Lucas Pos

Personal information
- Full name: Lucas Allen Pos
- Date of birth: February 16, 1998 (age 28)
- Place of birth: Irvine, United States
- Height: 1.87 m (6 ft 2 in)
- Position: Defender

Team information
- Current team: Yverdon-Sport
- Number: 25

Senior career*
- Years: Team / Apps / (Gls)
- 2017–2019: Lausanne-Sport / 11 / (2)
- 2020–2021: Stade Nyonnais / 13 / (1)
- 2021–2025: Stade Lausanne Ouchy / 117 / (3)
- 2025–: Yverdon-Sport / 28 / (2)

International career
- 2019: United States U23 / 2 / (0)

= Lucas Pos =

American soccer player (born 1998)

Lucas Allen Pos (born February 16, 1998) is an American professional soccer player who plays as a defender for Stade Lausanne Ouchy.

==Early life==

Pos grew up in the United States until adolescence.

==Club career==
===Lausanne-Sport===
Pos started his career with Swiss side Lausanne-Sport, where he scored two goals on his debut against FC Winterthur.
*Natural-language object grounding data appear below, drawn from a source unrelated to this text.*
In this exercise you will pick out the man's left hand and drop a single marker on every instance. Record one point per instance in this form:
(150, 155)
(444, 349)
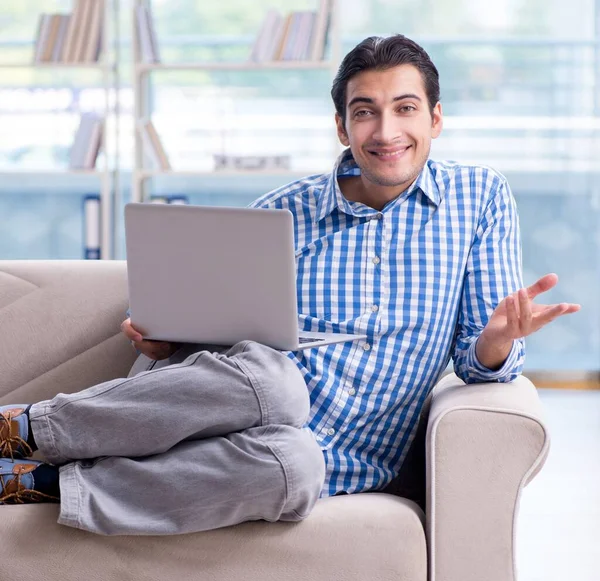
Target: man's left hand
(518, 316)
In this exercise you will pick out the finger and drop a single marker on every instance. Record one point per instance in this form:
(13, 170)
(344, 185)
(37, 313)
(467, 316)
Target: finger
(525, 314)
(551, 313)
(542, 285)
(512, 318)
(516, 303)
(130, 332)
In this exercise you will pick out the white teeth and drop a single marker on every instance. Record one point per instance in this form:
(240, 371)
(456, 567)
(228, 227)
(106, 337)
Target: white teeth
(389, 154)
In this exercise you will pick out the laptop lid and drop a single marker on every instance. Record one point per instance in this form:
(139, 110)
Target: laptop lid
(215, 275)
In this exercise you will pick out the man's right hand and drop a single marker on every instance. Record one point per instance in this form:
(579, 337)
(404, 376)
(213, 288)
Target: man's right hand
(156, 350)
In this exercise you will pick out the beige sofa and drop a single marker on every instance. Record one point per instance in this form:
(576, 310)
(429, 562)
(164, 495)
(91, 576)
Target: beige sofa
(59, 331)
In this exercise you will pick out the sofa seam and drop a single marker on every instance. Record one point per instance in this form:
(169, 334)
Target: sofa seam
(534, 465)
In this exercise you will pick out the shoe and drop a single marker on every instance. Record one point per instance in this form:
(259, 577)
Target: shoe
(14, 431)
(17, 483)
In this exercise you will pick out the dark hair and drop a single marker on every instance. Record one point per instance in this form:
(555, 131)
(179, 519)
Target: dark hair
(381, 53)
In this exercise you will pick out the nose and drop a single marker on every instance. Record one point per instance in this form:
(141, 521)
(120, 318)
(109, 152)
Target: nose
(386, 130)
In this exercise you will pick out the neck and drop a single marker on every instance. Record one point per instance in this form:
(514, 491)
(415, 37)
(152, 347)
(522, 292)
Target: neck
(355, 189)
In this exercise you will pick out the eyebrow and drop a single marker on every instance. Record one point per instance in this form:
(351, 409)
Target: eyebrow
(370, 101)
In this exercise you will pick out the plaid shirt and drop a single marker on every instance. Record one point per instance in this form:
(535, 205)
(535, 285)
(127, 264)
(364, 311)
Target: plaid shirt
(420, 278)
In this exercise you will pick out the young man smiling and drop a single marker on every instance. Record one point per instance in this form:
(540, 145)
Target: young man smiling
(422, 257)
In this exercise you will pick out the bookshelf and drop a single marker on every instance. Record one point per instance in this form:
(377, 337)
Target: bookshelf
(101, 25)
(146, 64)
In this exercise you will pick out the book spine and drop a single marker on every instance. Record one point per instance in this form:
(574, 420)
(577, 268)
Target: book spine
(91, 227)
(60, 39)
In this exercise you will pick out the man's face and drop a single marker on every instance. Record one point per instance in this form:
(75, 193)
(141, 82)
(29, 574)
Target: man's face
(389, 126)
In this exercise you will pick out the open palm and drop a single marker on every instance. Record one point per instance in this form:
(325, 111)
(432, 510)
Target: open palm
(518, 316)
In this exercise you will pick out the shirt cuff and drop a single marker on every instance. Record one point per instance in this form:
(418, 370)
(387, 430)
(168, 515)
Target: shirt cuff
(475, 366)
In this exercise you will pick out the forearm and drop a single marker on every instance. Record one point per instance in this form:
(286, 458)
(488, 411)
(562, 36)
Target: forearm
(492, 354)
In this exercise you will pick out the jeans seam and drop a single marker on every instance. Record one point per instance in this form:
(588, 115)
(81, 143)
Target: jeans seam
(109, 389)
(287, 476)
(258, 389)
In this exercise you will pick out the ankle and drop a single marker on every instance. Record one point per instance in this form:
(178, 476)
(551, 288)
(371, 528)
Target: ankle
(30, 438)
(46, 480)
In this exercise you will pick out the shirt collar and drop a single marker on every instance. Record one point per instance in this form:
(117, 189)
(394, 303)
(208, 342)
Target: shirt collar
(331, 196)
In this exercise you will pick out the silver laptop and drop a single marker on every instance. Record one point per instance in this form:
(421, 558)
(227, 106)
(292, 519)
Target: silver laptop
(215, 275)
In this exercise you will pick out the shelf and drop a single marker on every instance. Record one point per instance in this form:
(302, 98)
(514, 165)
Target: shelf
(150, 173)
(93, 66)
(50, 172)
(142, 68)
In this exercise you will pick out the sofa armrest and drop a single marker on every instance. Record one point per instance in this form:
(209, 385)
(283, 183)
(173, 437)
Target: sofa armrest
(60, 326)
(484, 443)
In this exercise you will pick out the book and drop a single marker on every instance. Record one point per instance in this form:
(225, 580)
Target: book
(60, 39)
(50, 40)
(152, 146)
(83, 30)
(147, 44)
(87, 142)
(320, 30)
(68, 52)
(262, 49)
(42, 37)
(94, 40)
(92, 221)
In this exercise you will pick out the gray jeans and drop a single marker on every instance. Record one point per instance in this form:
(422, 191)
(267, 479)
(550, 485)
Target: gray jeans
(206, 439)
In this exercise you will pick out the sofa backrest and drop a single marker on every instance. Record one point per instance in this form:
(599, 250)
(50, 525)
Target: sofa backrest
(60, 327)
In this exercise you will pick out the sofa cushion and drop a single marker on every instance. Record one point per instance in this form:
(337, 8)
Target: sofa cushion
(60, 327)
(358, 537)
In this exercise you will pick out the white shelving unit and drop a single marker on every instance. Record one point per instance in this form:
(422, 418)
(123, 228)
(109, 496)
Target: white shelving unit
(142, 71)
(107, 176)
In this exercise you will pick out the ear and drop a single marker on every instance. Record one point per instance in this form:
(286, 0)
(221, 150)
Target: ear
(342, 135)
(438, 121)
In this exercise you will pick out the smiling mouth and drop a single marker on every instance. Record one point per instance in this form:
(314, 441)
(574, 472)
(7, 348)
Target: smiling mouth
(384, 155)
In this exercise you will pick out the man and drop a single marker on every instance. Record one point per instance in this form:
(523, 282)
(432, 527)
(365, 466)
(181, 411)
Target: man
(422, 257)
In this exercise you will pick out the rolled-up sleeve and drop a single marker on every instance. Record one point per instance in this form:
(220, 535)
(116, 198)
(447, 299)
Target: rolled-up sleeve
(493, 272)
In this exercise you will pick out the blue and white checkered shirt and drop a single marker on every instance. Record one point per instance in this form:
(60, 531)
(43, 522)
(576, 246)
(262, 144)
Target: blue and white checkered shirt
(420, 278)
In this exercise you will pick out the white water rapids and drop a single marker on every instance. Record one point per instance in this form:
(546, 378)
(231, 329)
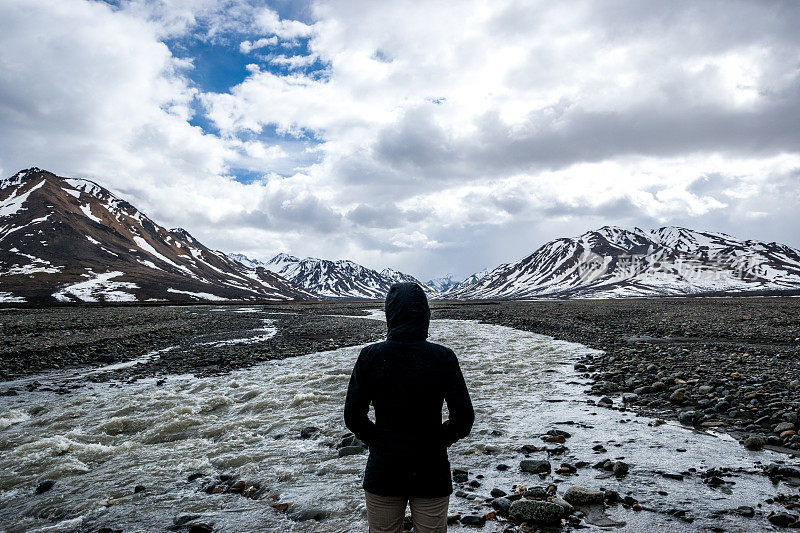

===Stade Lausanne Ouchy===
In 2021, Pos signed for Swiss side Stade Lausanne Ouchy, helping the club achieve promotion.

==Style of play==

Pos mainly operates as a central defender and can operate as a full-back or defensive midfielder and is known for his versatility.

==International career==
On February 26, 2024, Pos was named to the Canada national soccer team provisional roster for the 2024 Copa América qualifying play-offs against Trinidad and Tobago.